New Eastern Villages: The hopeful developer who wants to build 300 houses just east of the Wanborough Road as part of the New Eastern Villages expansion of Swindon must conduct an environmental impact assessment.

Hannick Homes had asked the borough council whether such a measure was necessary before putting in a formal application for permission.

It wants to build the houses on farmland directly off the Wanborough Road, just south of its bridge over the A419 and behind the Poplars Day Nursery.

It is immediately south of the huge proposed Lotmead development of 2,500 houses.

Although Natural England said it didn’t think the building would have an impact on very sensitive landscape or habitats the council’s ecology officer said there had been no serious survey of the farmland conducted and asked for a baseline study to be done, with extra work to follow if sensitive habitats are found.

Badbury Park: The details of the appearance and layout of 56 houses to be built as part of the next phase of the major development have been approved by council planners.

Persimmon Homes already has permission to build the small estate (pictured) in the northern part of the last area of the development to be constructed – a site in the corner formed by the A419 and the M4.

As part of that approval it still has to submit plans on how the houses would look and be set out. Planners have signed off on the scheme to for a mixture of flats in low-rise blocks, semi-detached houses and three-storey town houses to be arranged around a central street running north to south.

Town centre: Developer Bartosz Laskowski now has double permission to transform a family house in Sheppard Street near the railway station into a shared home of multiple occupation.

Mr Laskowski was given the go ahead for the change of use and work for his original proposal earlier this month. Before that consent had come through, he submitted another application showing there would be two en-suite bedrooms on the first floor and two on the ground floor, along with a shared kitchen and dining room.

The occupant of one room will have to go through the shared spaces to reach their private lavatory and bathroom.

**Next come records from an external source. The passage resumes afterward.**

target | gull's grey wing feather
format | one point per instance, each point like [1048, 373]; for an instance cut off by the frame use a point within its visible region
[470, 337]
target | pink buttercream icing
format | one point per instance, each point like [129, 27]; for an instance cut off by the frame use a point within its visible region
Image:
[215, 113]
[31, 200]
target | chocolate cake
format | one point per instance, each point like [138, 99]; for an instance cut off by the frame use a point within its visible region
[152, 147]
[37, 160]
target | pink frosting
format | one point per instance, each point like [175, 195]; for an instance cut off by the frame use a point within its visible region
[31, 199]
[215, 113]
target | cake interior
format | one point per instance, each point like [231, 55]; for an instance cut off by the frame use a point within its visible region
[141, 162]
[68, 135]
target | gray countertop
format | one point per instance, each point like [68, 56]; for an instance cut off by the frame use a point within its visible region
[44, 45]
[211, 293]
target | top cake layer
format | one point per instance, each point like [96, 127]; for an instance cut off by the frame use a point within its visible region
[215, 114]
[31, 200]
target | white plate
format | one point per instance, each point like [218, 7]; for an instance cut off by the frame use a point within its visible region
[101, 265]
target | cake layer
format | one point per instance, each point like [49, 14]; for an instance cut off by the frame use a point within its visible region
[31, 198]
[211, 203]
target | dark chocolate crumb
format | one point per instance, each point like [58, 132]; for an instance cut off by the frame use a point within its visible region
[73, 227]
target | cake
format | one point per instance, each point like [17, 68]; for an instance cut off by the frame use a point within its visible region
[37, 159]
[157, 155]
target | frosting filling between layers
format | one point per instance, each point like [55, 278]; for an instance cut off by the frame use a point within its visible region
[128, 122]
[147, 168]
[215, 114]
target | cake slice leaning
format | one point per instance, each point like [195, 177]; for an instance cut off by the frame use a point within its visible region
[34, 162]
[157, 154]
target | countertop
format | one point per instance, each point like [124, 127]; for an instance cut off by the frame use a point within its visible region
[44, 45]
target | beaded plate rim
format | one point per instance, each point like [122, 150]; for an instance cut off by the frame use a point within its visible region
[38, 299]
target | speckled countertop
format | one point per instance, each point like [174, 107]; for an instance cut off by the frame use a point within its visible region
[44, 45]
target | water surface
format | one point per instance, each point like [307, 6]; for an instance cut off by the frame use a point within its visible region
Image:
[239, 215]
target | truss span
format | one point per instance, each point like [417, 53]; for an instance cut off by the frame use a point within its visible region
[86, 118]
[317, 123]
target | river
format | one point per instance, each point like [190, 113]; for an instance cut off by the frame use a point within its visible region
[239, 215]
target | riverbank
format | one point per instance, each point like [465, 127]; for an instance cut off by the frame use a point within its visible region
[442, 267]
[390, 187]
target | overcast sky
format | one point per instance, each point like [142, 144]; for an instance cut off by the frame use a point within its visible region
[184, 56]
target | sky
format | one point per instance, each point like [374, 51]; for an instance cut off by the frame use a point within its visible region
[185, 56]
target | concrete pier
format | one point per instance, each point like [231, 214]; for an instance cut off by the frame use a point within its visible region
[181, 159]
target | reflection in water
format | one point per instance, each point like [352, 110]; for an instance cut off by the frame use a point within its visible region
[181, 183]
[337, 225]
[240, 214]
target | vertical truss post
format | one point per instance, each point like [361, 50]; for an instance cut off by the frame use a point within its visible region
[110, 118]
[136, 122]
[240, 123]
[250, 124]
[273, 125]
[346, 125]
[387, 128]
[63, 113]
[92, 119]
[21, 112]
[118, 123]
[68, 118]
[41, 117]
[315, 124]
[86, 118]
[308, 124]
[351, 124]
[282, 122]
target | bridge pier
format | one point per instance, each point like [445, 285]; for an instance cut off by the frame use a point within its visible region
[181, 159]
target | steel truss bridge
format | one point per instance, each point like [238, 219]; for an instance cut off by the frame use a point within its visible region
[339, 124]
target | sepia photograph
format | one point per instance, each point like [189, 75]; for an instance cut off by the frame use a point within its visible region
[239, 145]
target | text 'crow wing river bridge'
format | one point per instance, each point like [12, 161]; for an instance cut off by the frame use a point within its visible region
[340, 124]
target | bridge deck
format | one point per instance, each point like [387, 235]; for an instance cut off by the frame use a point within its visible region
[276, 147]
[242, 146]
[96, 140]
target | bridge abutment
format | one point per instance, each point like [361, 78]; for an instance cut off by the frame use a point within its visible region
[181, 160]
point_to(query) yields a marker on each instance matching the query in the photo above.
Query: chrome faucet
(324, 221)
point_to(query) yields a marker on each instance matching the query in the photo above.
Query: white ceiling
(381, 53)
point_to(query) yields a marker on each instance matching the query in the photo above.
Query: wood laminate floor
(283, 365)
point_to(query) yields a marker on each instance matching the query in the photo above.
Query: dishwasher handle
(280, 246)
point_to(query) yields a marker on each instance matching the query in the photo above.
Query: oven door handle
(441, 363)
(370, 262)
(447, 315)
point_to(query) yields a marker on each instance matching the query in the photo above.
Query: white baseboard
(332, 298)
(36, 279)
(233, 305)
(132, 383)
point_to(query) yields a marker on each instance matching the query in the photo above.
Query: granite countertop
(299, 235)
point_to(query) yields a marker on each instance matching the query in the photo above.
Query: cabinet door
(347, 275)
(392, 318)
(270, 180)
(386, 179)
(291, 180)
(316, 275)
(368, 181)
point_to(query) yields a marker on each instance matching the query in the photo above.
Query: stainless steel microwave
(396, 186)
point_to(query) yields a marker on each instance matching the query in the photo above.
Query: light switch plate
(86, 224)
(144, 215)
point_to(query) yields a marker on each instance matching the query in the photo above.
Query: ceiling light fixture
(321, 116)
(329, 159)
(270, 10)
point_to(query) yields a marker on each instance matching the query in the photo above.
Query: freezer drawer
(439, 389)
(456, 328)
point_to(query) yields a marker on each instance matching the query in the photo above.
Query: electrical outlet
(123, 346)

Extensions and Conversions: Approval has been given for extensions or loft or garage conversions at 15 Meadowsweet Close, Haydon Wick; 12 Sandstone Road, Priory Vale; 4 Manor Park, South Marston; 73 Marney Road, Grange Park; Toll Cottage, 33 Meadow Way, Badbury; 11 Skye Close, Highworth; 10 Shrivenham Road, Highworth; 45 Larchmore Close, Haydon Wick; 14 Donnington Grove, Lawn and Grove Hill Residential Home, Grove Hill, Highworth.